As mentioned earlier, schools generally ignore these situations until they reach crisis proportions. But we need to recognized that any lack of safety inhibits learning. Demanding that children assume normal learning loads when under stress is unrealistic. Schools do it because they lack knowledge of home conditions, and the lack the time or interest to inquire. Homeschool parents do it to occupy the child and reduce their own stress. Whatever the reason, it reduces safety and runs the risk of turning kids off to learning.

Consistent, understandable rules and loving discipline likewise contribute to the child’s sense of safety. Regularity in meals, bed and rising times contribute to stability. For children, routine, the familiar, the predictable, feels safe, and safety encourages learning. Normal life provides plenty of variety to keep our interest, if we’re open to it.

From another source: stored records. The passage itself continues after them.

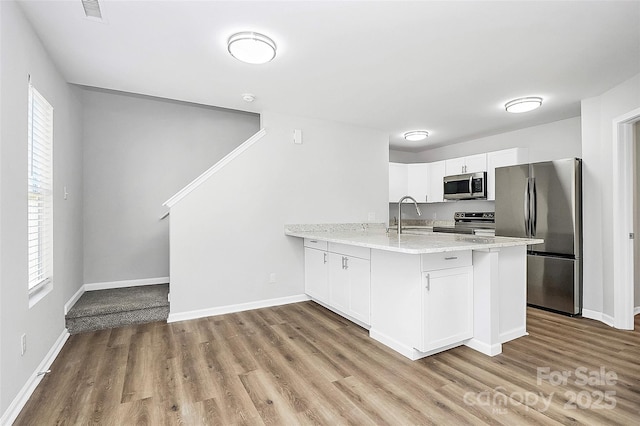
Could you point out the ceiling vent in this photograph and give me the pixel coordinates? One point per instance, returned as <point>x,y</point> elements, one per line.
<point>92,9</point>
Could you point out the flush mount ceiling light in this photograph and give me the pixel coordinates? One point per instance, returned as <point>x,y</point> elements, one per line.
<point>416,135</point>
<point>523,104</point>
<point>252,48</point>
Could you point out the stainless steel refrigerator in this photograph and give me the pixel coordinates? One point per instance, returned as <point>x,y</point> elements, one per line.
<point>544,200</point>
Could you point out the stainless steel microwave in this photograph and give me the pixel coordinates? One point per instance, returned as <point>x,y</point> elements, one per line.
<point>468,186</point>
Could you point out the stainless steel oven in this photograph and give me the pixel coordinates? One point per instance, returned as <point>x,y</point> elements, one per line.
<point>468,186</point>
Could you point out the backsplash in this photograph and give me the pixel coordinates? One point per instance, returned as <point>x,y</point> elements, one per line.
<point>442,213</point>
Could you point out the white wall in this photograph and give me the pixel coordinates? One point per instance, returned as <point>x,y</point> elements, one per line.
<point>138,152</point>
<point>636,217</point>
<point>552,141</point>
<point>227,236</point>
<point>21,54</point>
<point>597,153</point>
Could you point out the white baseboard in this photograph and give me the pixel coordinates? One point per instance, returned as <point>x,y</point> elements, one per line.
<point>598,316</point>
<point>126,283</point>
<point>483,347</point>
<point>25,393</point>
<point>73,299</point>
<point>512,334</point>
<point>209,312</point>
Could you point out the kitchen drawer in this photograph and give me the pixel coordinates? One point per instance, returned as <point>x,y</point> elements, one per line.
<point>446,260</point>
<point>347,250</point>
<point>316,244</point>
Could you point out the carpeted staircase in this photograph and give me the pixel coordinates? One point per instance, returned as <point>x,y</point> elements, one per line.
<point>101,309</point>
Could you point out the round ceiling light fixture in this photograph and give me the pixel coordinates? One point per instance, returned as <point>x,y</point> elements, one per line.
<point>416,135</point>
<point>252,48</point>
<point>523,104</point>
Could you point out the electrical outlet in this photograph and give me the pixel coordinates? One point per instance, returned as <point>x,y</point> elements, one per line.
<point>23,344</point>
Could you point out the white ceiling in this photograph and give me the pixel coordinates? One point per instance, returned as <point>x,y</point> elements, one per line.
<point>447,67</point>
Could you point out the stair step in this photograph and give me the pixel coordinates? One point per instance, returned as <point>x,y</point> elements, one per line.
<point>103,309</point>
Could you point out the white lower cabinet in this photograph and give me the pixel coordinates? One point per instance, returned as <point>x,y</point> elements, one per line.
<point>340,277</point>
<point>446,308</point>
<point>349,286</point>
<point>316,274</point>
<point>421,304</point>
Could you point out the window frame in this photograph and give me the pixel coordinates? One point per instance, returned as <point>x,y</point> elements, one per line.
<point>39,195</point>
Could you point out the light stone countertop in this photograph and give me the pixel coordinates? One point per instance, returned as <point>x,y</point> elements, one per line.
<point>375,236</point>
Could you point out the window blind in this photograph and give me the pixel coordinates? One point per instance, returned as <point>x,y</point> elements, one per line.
<point>40,190</point>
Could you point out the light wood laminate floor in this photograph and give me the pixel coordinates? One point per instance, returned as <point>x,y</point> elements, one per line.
<point>303,364</point>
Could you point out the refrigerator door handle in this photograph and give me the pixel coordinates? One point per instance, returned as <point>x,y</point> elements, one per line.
<point>534,208</point>
<point>526,208</point>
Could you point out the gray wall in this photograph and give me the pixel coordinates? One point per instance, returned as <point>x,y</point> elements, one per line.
<point>21,54</point>
<point>598,114</point>
<point>222,256</point>
<point>139,151</point>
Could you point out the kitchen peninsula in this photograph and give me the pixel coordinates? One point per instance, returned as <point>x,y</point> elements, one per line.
<point>419,293</point>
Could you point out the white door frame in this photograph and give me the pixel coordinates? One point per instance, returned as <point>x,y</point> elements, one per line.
<point>623,257</point>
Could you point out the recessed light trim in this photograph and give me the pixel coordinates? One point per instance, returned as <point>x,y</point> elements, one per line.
<point>520,105</point>
<point>416,135</point>
<point>251,47</point>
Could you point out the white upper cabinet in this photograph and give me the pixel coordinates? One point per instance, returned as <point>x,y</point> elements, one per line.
<point>436,172</point>
<point>397,181</point>
<point>506,157</point>
<point>418,182</point>
<point>468,164</point>
<point>422,181</point>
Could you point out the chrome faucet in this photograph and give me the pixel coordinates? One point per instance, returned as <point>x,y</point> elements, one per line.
<point>406,197</point>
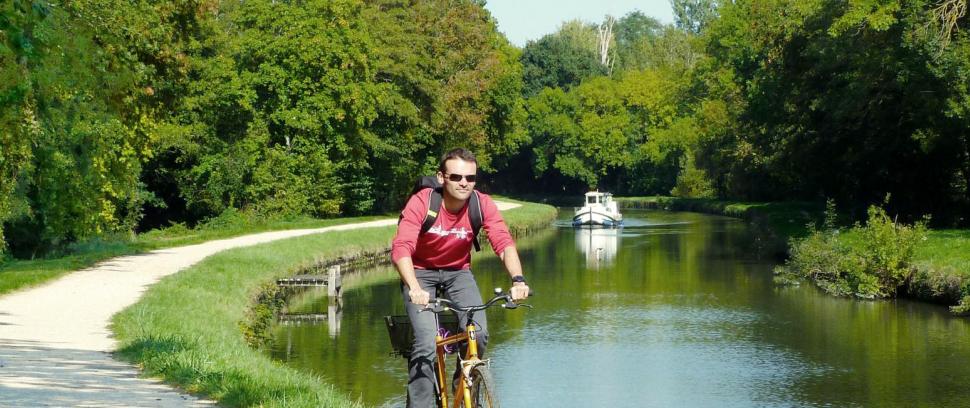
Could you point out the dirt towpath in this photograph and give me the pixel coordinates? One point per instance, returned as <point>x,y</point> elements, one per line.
<point>55,344</point>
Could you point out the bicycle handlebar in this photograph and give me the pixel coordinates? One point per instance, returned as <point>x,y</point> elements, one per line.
<point>437,302</point>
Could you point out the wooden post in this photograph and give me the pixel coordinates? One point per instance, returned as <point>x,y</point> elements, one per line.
<point>333,281</point>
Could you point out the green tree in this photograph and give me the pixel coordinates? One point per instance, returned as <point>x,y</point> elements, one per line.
<point>560,60</point>
<point>694,15</point>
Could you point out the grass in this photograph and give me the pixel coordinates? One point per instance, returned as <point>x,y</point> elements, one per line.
<point>186,328</point>
<point>19,274</point>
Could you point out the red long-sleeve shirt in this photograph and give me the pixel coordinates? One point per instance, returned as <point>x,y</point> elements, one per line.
<point>447,244</point>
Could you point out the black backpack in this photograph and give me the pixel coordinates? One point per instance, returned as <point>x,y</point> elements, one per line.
<point>434,206</point>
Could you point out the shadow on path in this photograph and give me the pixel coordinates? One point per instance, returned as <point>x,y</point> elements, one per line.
<point>32,375</point>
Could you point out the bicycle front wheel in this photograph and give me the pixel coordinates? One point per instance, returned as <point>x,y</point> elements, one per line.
<point>483,388</point>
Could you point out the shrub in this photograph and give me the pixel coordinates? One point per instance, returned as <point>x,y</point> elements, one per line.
<point>871,261</point>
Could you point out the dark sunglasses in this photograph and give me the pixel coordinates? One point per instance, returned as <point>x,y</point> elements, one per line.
<point>457,177</point>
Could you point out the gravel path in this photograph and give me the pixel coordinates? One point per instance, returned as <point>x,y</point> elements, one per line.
<point>55,343</point>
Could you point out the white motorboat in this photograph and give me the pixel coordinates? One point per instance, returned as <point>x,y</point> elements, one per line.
<point>600,209</point>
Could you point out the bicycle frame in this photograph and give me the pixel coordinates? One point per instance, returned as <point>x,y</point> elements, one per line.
<point>466,363</point>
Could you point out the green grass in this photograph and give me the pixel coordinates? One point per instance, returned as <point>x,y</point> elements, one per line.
<point>18,274</point>
<point>946,250</point>
<point>186,328</point>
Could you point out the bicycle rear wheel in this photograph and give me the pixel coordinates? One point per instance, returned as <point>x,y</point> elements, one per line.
<point>483,388</point>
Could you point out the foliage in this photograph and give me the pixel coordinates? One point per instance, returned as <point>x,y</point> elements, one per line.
<point>694,15</point>
<point>560,60</point>
<point>870,261</point>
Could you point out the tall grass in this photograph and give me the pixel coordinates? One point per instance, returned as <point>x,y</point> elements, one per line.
<point>186,329</point>
<point>18,274</point>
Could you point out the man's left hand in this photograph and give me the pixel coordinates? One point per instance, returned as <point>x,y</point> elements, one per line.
<point>519,291</point>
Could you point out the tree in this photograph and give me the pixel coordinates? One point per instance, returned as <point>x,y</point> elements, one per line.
<point>694,15</point>
<point>560,60</point>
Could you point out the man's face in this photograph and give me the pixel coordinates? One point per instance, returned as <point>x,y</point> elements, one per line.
<point>461,189</point>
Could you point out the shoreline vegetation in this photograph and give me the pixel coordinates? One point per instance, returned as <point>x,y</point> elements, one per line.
<point>22,274</point>
<point>189,329</point>
<point>881,258</point>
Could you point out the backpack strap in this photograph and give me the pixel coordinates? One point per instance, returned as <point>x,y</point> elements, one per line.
<point>476,217</point>
<point>434,206</point>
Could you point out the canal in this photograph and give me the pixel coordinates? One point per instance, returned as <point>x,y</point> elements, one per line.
<point>674,310</point>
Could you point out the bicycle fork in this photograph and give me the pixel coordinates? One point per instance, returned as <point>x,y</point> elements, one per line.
<point>464,380</point>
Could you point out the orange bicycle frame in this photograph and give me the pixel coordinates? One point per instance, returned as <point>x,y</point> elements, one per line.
<point>472,358</point>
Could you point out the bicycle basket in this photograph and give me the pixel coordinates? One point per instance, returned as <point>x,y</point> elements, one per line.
<point>402,337</point>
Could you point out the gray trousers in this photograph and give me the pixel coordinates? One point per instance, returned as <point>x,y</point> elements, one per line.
<point>459,287</point>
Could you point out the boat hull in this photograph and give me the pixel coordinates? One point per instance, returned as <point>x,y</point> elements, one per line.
<point>597,218</point>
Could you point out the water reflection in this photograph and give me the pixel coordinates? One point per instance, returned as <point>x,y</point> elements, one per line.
<point>598,244</point>
<point>680,312</point>
<point>331,318</point>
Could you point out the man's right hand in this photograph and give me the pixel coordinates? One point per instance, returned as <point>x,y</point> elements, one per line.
<point>419,296</point>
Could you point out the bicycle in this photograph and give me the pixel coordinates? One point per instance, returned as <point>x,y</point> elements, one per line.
<point>474,387</point>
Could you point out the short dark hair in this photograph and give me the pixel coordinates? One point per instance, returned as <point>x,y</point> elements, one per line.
<point>459,153</point>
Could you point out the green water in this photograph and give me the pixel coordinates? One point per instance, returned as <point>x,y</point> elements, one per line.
<point>675,310</point>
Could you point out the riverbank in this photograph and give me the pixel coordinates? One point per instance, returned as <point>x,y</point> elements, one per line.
<point>186,329</point>
<point>942,262</point>
<point>19,274</point>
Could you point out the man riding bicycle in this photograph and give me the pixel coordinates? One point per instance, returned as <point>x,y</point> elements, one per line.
<point>440,258</point>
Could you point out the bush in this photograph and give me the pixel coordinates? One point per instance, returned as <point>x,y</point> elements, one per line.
<point>871,261</point>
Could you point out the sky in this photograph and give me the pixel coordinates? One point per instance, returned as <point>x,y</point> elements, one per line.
<point>524,20</point>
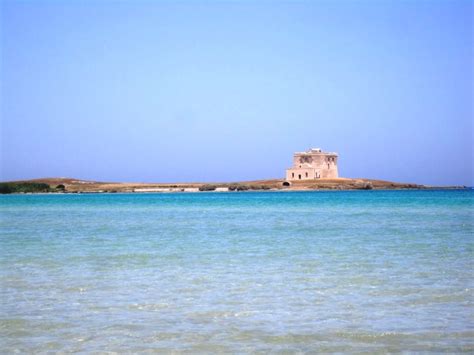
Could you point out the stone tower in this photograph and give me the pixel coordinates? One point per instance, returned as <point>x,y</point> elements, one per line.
<point>313,164</point>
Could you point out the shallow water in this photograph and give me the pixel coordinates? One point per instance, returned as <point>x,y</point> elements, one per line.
<point>238,272</point>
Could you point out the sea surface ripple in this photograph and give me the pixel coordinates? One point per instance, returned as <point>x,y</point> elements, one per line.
<point>342,271</point>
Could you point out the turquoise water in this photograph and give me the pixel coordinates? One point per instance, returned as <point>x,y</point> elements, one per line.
<point>238,272</point>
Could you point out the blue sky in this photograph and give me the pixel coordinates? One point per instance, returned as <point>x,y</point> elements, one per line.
<point>226,91</point>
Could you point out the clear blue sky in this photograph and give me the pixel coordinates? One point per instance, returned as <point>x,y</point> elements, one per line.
<point>225,91</point>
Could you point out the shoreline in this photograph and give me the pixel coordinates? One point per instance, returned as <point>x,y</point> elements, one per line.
<point>76,186</point>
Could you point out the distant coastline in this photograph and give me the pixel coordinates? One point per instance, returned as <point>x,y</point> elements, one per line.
<point>71,185</point>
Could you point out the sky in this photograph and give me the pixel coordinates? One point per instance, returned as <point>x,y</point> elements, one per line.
<point>176,91</point>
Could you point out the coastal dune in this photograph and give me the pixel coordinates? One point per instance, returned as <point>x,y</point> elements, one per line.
<point>83,186</point>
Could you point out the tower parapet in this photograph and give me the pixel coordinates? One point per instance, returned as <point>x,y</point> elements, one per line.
<point>313,164</point>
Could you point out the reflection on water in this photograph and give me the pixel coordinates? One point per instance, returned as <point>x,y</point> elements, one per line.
<point>237,272</point>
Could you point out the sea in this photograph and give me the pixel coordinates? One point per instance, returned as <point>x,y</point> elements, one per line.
<point>237,272</point>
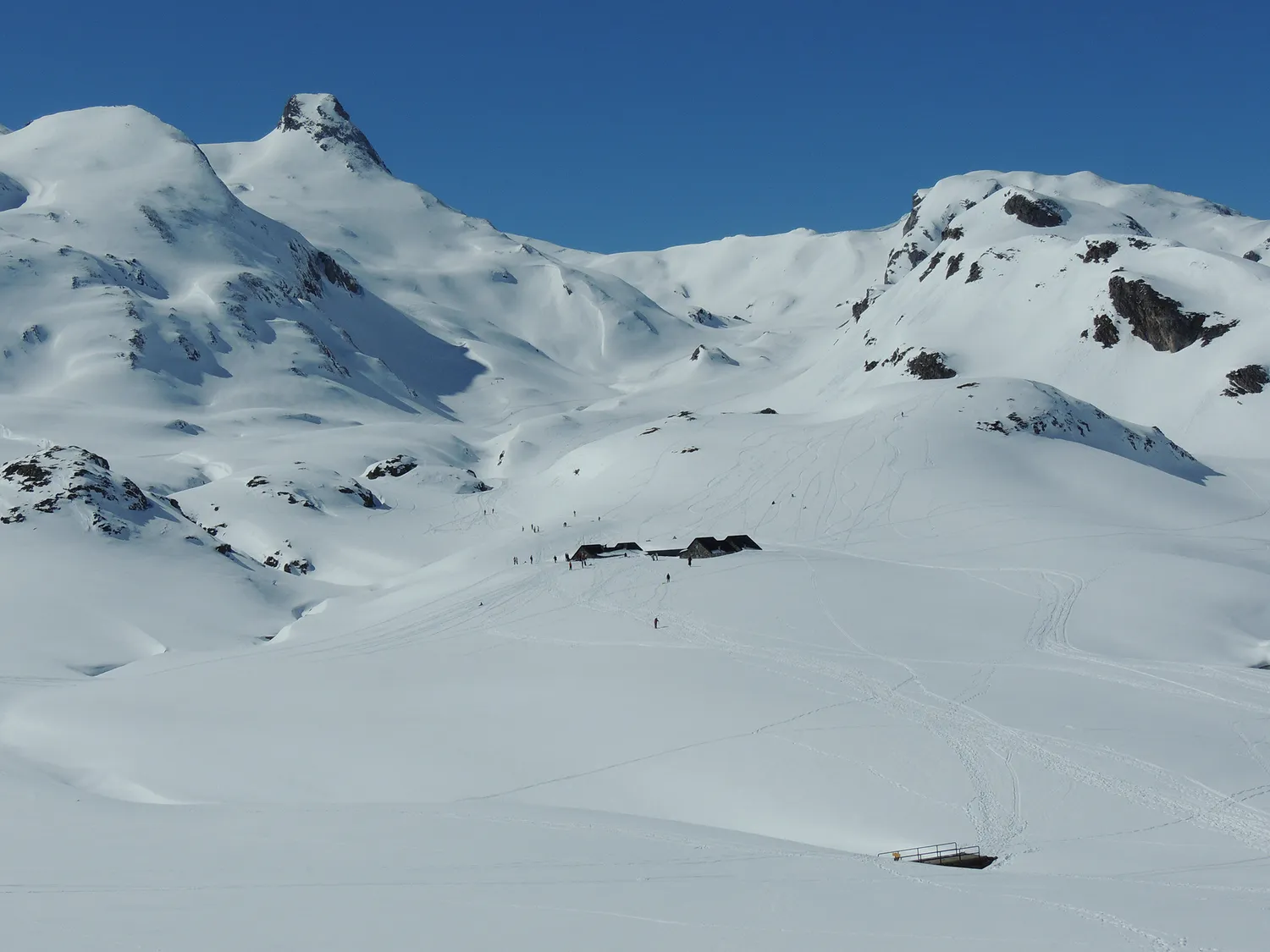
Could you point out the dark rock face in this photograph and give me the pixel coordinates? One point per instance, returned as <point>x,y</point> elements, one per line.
<point>709,319</point>
<point>328,122</point>
<point>860,306</point>
<point>1105,332</point>
<point>1155,317</point>
<point>1041,213</point>
<point>1099,253</point>
<point>356,489</point>
<point>61,475</point>
<point>927,366</point>
<point>911,221</point>
<point>312,266</point>
<point>1246,380</point>
<point>398,465</point>
<point>909,250</point>
<point>1213,332</point>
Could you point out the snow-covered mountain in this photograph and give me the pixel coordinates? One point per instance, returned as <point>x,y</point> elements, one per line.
<point>296,454</point>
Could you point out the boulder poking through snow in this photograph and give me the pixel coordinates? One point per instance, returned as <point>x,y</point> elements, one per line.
<point>71,477</point>
<point>398,465</point>
<point>1041,212</point>
<point>930,366</point>
<point>1155,317</point>
<point>713,355</point>
<point>1246,380</point>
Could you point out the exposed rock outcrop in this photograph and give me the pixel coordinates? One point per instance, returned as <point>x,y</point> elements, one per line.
<point>398,465</point>
<point>1155,317</point>
<point>1105,332</point>
<point>1246,380</point>
<point>322,117</point>
<point>930,366</point>
<point>1039,212</point>
<point>56,477</point>
<point>1099,251</point>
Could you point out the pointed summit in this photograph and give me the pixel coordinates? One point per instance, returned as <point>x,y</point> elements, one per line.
<point>322,117</point>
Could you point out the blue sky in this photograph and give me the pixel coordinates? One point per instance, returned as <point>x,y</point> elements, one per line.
<point>652,124</point>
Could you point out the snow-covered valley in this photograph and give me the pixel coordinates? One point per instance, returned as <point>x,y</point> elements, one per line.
<point>295,454</point>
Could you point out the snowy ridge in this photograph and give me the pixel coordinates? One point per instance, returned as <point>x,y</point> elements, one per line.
<point>295,454</point>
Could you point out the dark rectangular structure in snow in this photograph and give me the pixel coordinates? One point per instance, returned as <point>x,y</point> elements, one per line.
<point>945,855</point>
<point>594,550</point>
<point>709,548</point>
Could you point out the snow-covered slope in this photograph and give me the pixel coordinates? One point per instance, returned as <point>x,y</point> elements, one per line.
<point>295,457</point>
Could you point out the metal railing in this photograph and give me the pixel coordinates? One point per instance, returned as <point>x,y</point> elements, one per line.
<point>934,853</point>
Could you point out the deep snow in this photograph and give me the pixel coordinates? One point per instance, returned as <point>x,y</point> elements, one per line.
<point>277,426</point>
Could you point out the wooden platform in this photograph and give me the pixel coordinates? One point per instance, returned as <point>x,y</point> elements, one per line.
<point>944,855</point>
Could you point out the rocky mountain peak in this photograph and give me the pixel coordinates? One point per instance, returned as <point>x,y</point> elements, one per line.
<point>322,117</point>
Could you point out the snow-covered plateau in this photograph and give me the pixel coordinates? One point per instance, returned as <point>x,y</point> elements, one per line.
<point>292,655</point>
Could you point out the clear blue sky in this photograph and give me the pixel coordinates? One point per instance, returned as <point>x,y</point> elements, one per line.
<point>643,124</point>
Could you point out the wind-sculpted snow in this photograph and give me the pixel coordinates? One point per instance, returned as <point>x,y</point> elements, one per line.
<point>1049,413</point>
<point>144,261</point>
<point>320,598</point>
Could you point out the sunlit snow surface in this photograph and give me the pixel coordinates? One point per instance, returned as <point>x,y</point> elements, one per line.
<point>1000,608</point>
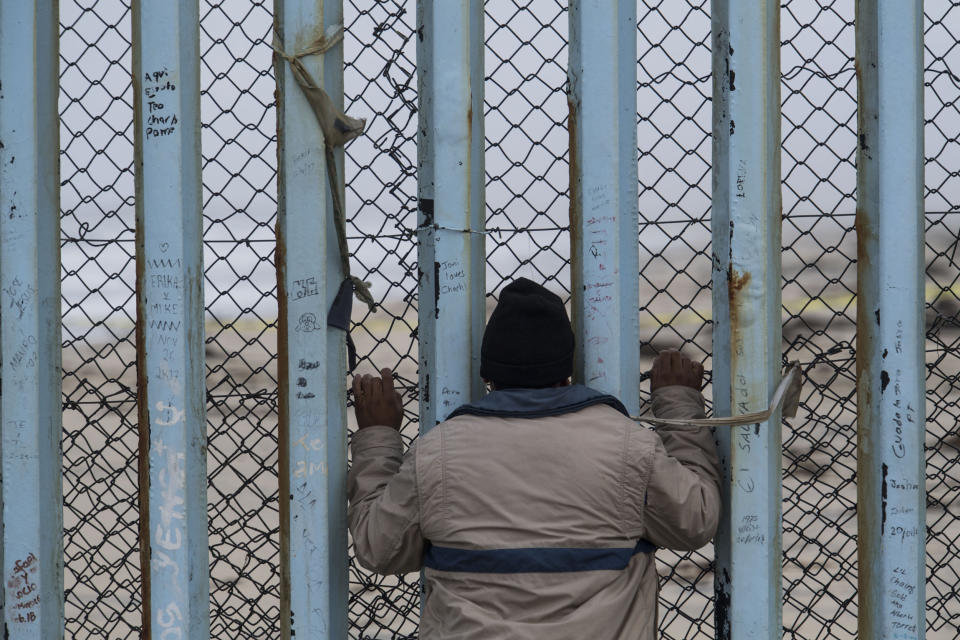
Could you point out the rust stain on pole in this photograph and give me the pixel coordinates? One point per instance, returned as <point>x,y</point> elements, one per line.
<point>576,216</point>
<point>143,418</point>
<point>283,436</point>
<point>736,283</point>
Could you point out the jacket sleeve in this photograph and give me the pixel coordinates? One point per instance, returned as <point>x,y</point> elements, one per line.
<point>683,491</point>
<point>384,511</point>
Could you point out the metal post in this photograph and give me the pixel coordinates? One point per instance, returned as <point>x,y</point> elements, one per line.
<point>312,369</point>
<point>32,555</point>
<point>890,312</point>
<point>452,257</point>
<point>746,303</point>
<point>170,360</point>
<point>603,196</point>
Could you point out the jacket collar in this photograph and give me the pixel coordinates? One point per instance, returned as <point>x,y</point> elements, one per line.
<point>538,403</point>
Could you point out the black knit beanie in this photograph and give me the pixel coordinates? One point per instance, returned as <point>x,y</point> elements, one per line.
<point>528,341</point>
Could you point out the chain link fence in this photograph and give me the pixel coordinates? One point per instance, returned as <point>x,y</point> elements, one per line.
<point>527,201</point>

As safety increases learning, so learning can increase safety. The ability to identify possible threats, and design counter measures increases safety. Learning not to closely approach, hurtful things; learning to use tools (like scissors and hammers) properly; understanding what behaviors provoke violence from others–all these increase the sense of control over the environment, and ability to preserve oneself from danger.

Do not take safety for granted. Parents, teachers, and peer groups often make learning so dangerous that children fear to attempt it. A child’s apparent lack of interest in learning often stems from a lack of safety in the learning environment.